What every woman does to feel good about herself and her body is her choice. But in this culture of ours it often is not a free choice, but one made out of shame, embarrassment and conformity. I remember reading a feature in The Guardian not that long ago on older women in the media – aged between 50 and 75 – and not not of them had a grey hair on their heads.
What I know is that for me, every silver hair is a strand of wisdom, a lesson learned, an experience gained, a shock survived. Each one is a precious part of who I am, so I am not about to cover them up.
Just as I am not going to diet away my voluptuous curves. I am a woman embodied in time and memory.
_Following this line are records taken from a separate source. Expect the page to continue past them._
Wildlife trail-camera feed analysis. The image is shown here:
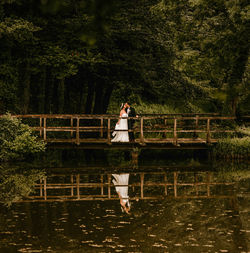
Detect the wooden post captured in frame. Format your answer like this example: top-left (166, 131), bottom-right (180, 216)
top-left (70, 118), bottom-right (74, 138)
top-left (40, 116), bottom-right (43, 137)
top-left (174, 119), bottom-right (177, 145)
top-left (163, 119), bottom-right (167, 138)
top-left (140, 117), bottom-right (144, 144)
top-left (207, 119), bottom-right (211, 143)
top-left (100, 118), bottom-right (103, 138)
top-left (193, 115), bottom-right (199, 138)
top-left (207, 172), bottom-right (211, 197)
top-left (195, 174), bottom-right (199, 196)
top-left (101, 175), bottom-right (103, 195)
top-left (174, 172), bottom-right (178, 197)
top-left (76, 174), bottom-right (80, 199)
top-left (76, 117), bottom-right (80, 145)
top-left (108, 174), bottom-right (111, 199)
top-left (40, 179), bottom-right (43, 197)
top-left (70, 175), bottom-right (74, 197)
top-left (140, 173), bottom-right (144, 199)
top-left (43, 118), bottom-right (47, 141)
top-left (107, 119), bottom-right (111, 144)
top-left (43, 178), bottom-right (47, 200)
top-left (164, 173), bottom-right (168, 196)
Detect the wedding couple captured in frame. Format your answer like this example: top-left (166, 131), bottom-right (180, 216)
top-left (111, 102), bottom-right (136, 142)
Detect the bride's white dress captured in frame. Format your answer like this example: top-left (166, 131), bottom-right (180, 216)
top-left (112, 173), bottom-right (130, 206)
top-left (111, 113), bottom-right (129, 142)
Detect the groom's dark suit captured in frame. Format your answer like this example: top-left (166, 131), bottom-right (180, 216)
top-left (126, 106), bottom-right (136, 141)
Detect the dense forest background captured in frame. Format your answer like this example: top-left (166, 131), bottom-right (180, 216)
top-left (0, 0), bottom-right (250, 115)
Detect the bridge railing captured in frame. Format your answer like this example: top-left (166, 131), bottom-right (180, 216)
top-left (0, 114), bottom-right (235, 145)
top-left (15, 171), bottom-right (235, 201)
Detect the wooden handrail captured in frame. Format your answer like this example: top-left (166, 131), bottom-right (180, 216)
top-left (0, 114), bottom-right (240, 146)
top-left (19, 171), bottom-right (235, 201)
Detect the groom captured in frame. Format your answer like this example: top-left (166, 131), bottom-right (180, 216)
top-left (125, 102), bottom-right (136, 142)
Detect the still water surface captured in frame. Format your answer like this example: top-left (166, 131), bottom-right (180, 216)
top-left (0, 150), bottom-right (250, 253)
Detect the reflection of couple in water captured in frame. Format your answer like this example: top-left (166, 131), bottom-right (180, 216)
top-left (111, 102), bottom-right (136, 142)
top-left (112, 173), bottom-right (130, 214)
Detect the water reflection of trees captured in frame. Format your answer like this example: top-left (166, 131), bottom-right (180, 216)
top-left (12, 171), bottom-right (235, 204)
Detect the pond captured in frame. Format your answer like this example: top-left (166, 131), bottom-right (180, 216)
top-left (0, 151), bottom-right (250, 253)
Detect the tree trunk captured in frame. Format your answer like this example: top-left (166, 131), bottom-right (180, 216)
top-left (38, 68), bottom-right (46, 113)
top-left (23, 63), bottom-right (30, 114)
top-left (57, 78), bottom-right (65, 114)
top-left (46, 73), bottom-right (55, 113)
top-left (102, 84), bottom-right (114, 113)
top-left (85, 82), bottom-right (95, 114)
top-left (93, 84), bottom-right (103, 114)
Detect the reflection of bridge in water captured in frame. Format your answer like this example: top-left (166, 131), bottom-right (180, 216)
top-left (20, 171), bottom-right (235, 202)
top-left (0, 113), bottom-right (240, 148)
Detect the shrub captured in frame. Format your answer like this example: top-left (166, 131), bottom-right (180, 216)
top-left (213, 136), bottom-right (250, 158)
top-left (0, 168), bottom-right (45, 206)
top-left (0, 114), bottom-right (45, 161)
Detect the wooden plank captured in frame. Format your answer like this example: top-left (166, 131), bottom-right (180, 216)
top-left (43, 118), bottom-right (47, 141)
top-left (140, 117), bottom-right (144, 144)
top-left (207, 119), bottom-right (211, 144)
top-left (76, 117), bottom-right (80, 145)
top-left (43, 178), bottom-right (47, 200)
top-left (108, 174), bottom-right (111, 199)
top-left (174, 172), bottom-right (178, 197)
top-left (76, 174), bottom-right (80, 199)
top-left (140, 173), bottom-right (144, 199)
top-left (70, 175), bottom-right (74, 196)
top-left (70, 118), bottom-right (75, 138)
top-left (174, 119), bottom-right (178, 145)
top-left (107, 119), bottom-right (111, 144)
top-left (100, 118), bottom-right (103, 138)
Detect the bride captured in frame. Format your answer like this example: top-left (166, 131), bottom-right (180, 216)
top-left (111, 103), bottom-right (129, 142)
top-left (112, 173), bottom-right (130, 214)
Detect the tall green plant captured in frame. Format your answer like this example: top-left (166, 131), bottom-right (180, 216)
top-left (0, 114), bottom-right (45, 161)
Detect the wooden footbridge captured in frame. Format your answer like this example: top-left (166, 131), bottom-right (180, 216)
top-left (2, 113), bottom-right (240, 148)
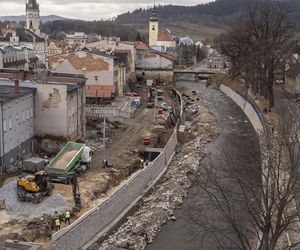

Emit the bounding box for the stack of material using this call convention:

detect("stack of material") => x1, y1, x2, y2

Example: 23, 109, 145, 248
53, 150, 78, 169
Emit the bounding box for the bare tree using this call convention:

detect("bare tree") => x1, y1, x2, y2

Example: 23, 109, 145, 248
216, 0, 297, 107
187, 112, 300, 250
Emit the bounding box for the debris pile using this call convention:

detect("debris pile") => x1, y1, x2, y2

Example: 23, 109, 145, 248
96, 91, 217, 250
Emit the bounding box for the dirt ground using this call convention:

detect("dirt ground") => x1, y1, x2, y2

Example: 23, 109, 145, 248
0, 82, 177, 249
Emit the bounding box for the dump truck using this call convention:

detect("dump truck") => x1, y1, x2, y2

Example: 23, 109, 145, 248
45, 142, 92, 184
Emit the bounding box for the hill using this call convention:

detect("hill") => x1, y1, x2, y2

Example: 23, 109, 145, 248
0, 15, 67, 23
116, 0, 300, 29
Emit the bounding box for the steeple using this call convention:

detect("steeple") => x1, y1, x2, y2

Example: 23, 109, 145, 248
26, 0, 40, 11
25, 0, 40, 35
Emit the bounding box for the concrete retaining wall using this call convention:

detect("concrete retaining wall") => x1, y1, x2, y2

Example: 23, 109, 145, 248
51, 92, 182, 250
220, 84, 266, 135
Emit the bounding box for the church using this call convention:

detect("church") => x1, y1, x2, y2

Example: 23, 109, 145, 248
0, 0, 48, 65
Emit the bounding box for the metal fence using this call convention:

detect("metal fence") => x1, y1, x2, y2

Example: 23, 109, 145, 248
51, 91, 183, 250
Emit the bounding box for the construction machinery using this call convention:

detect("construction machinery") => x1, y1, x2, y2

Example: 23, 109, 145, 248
17, 171, 53, 203
17, 142, 91, 211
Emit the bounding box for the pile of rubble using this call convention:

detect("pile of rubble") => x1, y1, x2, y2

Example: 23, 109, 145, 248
96, 91, 216, 250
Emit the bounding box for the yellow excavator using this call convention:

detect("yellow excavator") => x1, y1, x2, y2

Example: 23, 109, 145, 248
17, 171, 53, 203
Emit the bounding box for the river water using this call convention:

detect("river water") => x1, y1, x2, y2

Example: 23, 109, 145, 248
146, 80, 258, 250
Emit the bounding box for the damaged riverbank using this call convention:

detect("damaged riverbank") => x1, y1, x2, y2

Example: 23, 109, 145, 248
89, 88, 217, 250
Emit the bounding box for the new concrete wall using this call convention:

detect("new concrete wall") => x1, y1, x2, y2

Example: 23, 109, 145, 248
51, 89, 182, 250
220, 84, 265, 134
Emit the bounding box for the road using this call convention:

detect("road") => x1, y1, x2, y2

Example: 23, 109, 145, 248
146, 80, 259, 250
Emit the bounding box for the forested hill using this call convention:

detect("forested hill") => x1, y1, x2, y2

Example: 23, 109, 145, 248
116, 0, 300, 26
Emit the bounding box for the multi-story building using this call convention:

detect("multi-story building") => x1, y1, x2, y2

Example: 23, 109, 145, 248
0, 69, 86, 154
49, 49, 118, 98
65, 32, 88, 48
0, 46, 37, 70
0, 83, 36, 173
0, 0, 48, 65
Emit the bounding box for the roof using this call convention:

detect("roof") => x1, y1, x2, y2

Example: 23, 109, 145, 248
286, 63, 300, 79
26, 0, 39, 10
0, 28, 45, 42
135, 42, 148, 49
0, 84, 35, 103
86, 85, 116, 98
157, 30, 175, 42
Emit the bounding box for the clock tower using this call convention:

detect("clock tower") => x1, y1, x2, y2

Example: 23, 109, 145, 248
26, 0, 41, 35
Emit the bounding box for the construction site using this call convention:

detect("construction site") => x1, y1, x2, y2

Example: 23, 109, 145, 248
0, 81, 179, 249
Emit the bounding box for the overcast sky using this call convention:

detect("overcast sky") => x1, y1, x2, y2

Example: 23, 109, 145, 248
0, 0, 213, 20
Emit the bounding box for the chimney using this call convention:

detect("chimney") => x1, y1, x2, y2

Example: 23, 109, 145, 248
15, 79, 20, 93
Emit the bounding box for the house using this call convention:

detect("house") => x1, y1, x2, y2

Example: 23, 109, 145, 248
0, 46, 38, 70
135, 49, 174, 81
48, 39, 65, 56
65, 32, 88, 48
284, 63, 300, 100
86, 37, 136, 74
0, 0, 48, 65
157, 29, 176, 52
0, 80, 36, 173
49, 49, 118, 99
0, 69, 86, 148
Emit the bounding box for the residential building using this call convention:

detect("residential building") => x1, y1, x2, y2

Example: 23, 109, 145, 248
65, 32, 88, 48
0, 69, 86, 145
149, 6, 158, 47
49, 49, 118, 98
86, 37, 136, 74
0, 83, 36, 173
0, 46, 37, 70
48, 40, 65, 56
135, 49, 174, 81
156, 29, 176, 52
284, 63, 300, 100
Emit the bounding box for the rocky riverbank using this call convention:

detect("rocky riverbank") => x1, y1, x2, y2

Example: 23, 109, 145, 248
90, 92, 217, 250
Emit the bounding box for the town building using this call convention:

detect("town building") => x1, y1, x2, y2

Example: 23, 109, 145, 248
0, 69, 86, 152
149, 6, 158, 47
0, 0, 48, 66
65, 32, 88, 48
0, 46, 37, 70
86, 37, 136, 74
135, 49, 174, 81
0, 83, 36, 173
156, 29, 176, 52
49, 48, 119, 99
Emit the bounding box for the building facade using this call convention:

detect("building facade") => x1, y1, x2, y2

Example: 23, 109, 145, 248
0, 83, 36, 173
0, 46, 37, 70
49, 49, 119, 98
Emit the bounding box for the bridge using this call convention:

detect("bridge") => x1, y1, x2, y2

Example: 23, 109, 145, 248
173, 68, 221, 80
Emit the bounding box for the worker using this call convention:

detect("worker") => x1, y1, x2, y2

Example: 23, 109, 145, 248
55, 217, 60, 231
66, 210, 71, 225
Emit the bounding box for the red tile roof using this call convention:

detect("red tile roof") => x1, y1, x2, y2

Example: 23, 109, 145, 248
157, 30, 175, 42
85, 85, 116, 98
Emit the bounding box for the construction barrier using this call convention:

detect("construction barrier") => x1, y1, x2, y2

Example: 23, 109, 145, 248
51, 89, 183, 250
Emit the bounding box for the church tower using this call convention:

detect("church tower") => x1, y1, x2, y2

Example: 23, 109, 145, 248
26, 0, 41, 35
149, 5, 158, 47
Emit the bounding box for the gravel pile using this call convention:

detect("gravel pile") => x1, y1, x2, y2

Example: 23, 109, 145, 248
90, 92, 217, 250
0, 181, 69, 220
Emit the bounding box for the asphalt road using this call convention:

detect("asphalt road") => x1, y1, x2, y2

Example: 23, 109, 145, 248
146, 80, 259, 250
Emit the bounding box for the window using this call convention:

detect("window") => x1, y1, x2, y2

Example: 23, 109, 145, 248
3, 120, 7, 132
8, 117, 12, 129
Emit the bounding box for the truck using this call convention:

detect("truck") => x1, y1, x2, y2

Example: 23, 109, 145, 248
45, 142, 92, 184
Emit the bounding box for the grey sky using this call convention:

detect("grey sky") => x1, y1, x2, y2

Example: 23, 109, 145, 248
0, 0, 213, 20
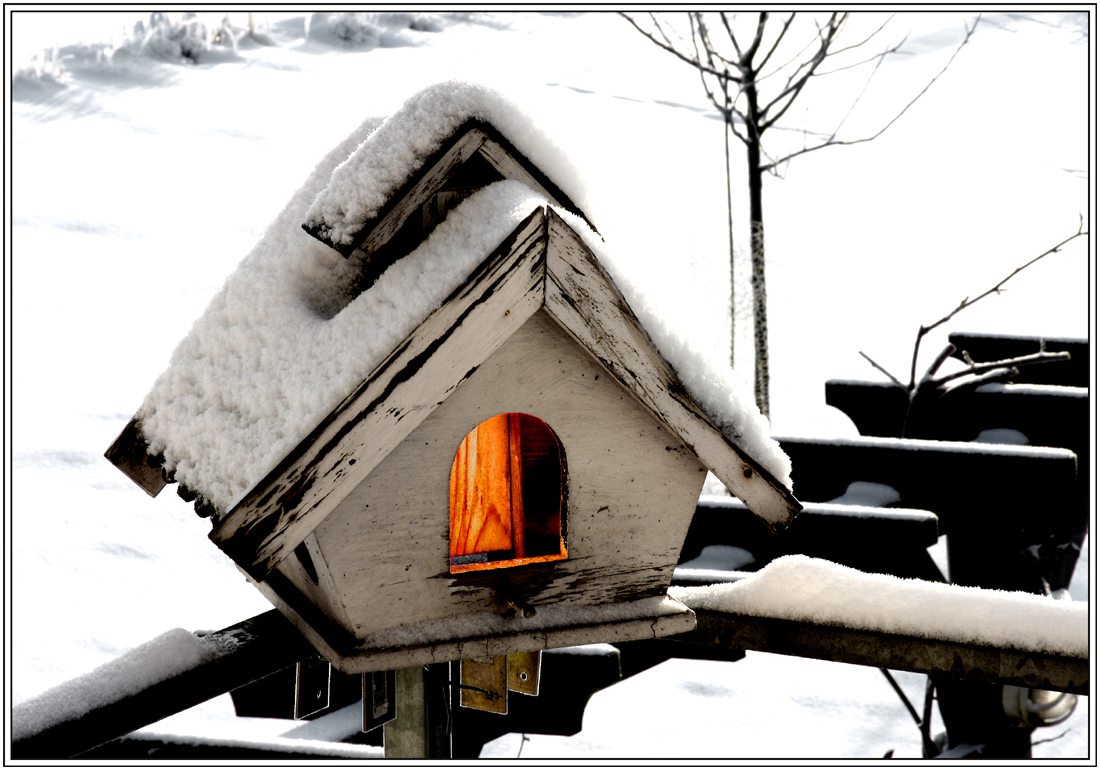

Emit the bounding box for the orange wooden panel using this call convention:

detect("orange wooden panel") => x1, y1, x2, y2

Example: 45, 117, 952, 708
451, 415, 513, 557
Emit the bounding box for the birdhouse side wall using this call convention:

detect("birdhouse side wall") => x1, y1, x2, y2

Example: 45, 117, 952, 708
305, 310, 706, 637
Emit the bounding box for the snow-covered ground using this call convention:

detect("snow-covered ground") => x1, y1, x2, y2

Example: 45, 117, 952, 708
6, 12, 1095, 759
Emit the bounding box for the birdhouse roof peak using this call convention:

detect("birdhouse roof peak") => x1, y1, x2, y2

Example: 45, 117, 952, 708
304, 80, 587, 256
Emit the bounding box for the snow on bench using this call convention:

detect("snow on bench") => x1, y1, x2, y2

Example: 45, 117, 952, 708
669, 556, 1089, 694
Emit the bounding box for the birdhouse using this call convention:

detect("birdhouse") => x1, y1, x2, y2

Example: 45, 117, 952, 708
108, 84, 801, 672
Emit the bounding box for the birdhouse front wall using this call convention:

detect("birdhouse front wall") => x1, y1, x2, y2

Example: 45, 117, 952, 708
278, 310, 706, 638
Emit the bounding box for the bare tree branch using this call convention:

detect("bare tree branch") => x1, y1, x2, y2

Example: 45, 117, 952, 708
910, 217, 1089, 389
757, 11, 796, 74
619, 11, 739, 83
859, 351, 905, 391
765, 13, 981, 171
933, 350, 1070, 387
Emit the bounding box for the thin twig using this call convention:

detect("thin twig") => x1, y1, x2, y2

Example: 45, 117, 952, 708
933, 350, 1070, 386
859, 351, 906, 391
909, 222, 1089, 391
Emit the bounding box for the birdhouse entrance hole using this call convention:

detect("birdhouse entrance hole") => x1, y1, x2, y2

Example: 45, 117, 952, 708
451, 413, 567, 573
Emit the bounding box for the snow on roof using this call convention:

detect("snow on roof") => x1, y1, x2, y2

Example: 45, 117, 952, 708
669, 556, 1089, 657
138, 84, 790, 514
304, 80, 586, 245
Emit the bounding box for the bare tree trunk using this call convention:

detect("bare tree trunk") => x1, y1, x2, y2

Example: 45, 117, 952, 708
745, 77, 770, 417
724, 111, 737, 369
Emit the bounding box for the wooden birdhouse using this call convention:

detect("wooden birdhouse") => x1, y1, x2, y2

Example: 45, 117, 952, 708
108, 84, 801, 672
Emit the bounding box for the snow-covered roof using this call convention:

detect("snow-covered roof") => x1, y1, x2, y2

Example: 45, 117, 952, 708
303, 80, 587, 246
138, 83, 791, 513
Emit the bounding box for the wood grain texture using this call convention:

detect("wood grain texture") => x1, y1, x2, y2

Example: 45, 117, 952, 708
334, 127, 485, 259
103, 416, 167, 497
450, 415, 512, 557
546, 210, 801, 529
316, 311, 706, 637
210, 209, 546, 580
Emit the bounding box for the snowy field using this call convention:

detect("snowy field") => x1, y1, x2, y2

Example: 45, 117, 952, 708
4, 12, 1095, 760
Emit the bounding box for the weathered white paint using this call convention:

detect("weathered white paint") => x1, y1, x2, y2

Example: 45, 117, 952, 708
210, 210, 545, 579
546, 209, 802, 529
316, 311, 706, 638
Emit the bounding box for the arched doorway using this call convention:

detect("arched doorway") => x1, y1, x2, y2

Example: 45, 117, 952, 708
450, 413, 567, 573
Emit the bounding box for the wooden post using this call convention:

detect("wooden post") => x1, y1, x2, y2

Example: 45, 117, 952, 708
383, 663, 451, 759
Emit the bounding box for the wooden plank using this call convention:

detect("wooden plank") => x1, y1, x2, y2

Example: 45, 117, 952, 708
323, 127, 485, 259
779, 437, 1077, 535
479, 134, 595, 230
103, 416, 167, 497
677, 609, 1089, 695
11, 609, 315, 759
266, 584, 695, 673
210, 209, 546, 580
546, 210, 801, 530
383, 663, 451, 759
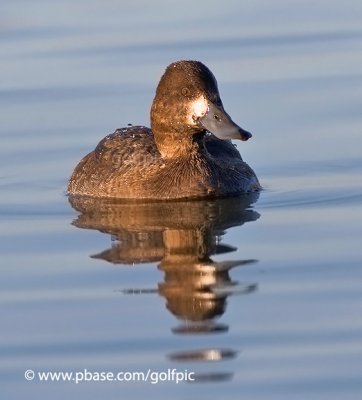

This is my body – each curve, each stretchmark tells a story of love and loss, hard work and heart break, and joy in abundance. Why would I choose to smooth it away and pretend I was still a teenager.
I was a teenager once. And I hated it. Hated my body – which was “perfect”. Where now I know who I am and find great satisfaction in it. Most of the time!
However, I reserve the right, at some point in the future to dye my hair a rainbow – not to cover up, but to shine and embrace my Creative Rainbow Mama in all her glorious colours!